The Magnadol dissolves into water as it passes through a filter and also the natural alkalinity of the Magnadol (pH neutralising water filter media) raises the pH. Because of the calcium amount within the Magnadol, the particular hardness of the water is impacted. This hardness would be expected to increase to around 50ppm. Periodically, the pH neutralising filter will backwash, which alters any water circulate through the water filter. The water within the backwash cycle flows in from the inlet straight down the centre riser tube, up through the Magnadol bed and away from the control valve to drain. The next phase in a pH neutralising filter regeneration cycle is rinse. This water in a rinse cycle of the pH neutralising filtration system passes just as service, down through the composite pressure vessel and Magnadol filter media and up via the centre riser tube through the neutralising filter control valve and to drain. The pH neutralising filter then returns to its normal service position.

Manganese Dioxide

Manganese Dioxide is a natural Manganese ore that's chosen for its capability to attract chemical toxins, such as IRON and MANGANESE, as well as for the co-precipitation of Arsenic. The media will remove other impurities such as Hydrogen Sulfide. Manganese Dioxide doesn't affect alkalinity, or even the pH, of the filtered water, and also does not add any kind of extraneous species throughout treatment.

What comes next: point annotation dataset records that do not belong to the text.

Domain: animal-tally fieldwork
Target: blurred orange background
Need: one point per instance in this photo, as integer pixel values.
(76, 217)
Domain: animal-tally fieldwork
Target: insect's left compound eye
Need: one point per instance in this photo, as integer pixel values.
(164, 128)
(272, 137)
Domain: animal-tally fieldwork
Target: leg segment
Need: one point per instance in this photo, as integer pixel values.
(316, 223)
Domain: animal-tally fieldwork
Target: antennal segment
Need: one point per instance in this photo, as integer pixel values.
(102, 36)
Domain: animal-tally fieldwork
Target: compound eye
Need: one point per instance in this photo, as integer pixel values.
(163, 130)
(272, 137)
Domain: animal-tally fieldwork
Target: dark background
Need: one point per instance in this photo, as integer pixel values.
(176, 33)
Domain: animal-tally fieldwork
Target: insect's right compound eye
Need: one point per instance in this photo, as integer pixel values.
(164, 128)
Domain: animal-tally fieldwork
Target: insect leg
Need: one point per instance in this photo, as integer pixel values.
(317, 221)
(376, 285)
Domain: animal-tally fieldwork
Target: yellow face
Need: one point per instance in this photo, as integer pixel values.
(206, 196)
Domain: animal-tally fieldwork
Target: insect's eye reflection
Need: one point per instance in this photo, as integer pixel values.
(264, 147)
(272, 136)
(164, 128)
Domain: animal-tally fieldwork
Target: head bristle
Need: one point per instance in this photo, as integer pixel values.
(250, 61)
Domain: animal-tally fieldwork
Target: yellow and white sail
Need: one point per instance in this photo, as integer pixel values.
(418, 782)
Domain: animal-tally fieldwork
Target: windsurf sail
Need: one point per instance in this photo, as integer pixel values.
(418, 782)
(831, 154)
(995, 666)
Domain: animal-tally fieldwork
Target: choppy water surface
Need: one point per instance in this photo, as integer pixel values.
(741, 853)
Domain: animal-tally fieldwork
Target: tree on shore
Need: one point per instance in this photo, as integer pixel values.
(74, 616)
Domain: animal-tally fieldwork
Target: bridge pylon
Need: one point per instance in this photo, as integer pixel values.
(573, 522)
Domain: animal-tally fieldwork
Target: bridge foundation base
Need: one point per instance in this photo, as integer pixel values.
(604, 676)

Sometimes known as pyrolucite, Manganese Dioxide can certainly operate at flux rates up to 15 gpm / ft. sq., depending on the raw water quality / contaminant levels. Contaminants within the raw water are first oxidized by using Chlorine and they are next adsorbed onto the filter media. Manganese Dioxide is a permanent media which is backwashed using filtered water, and does not involve chemical regeneration.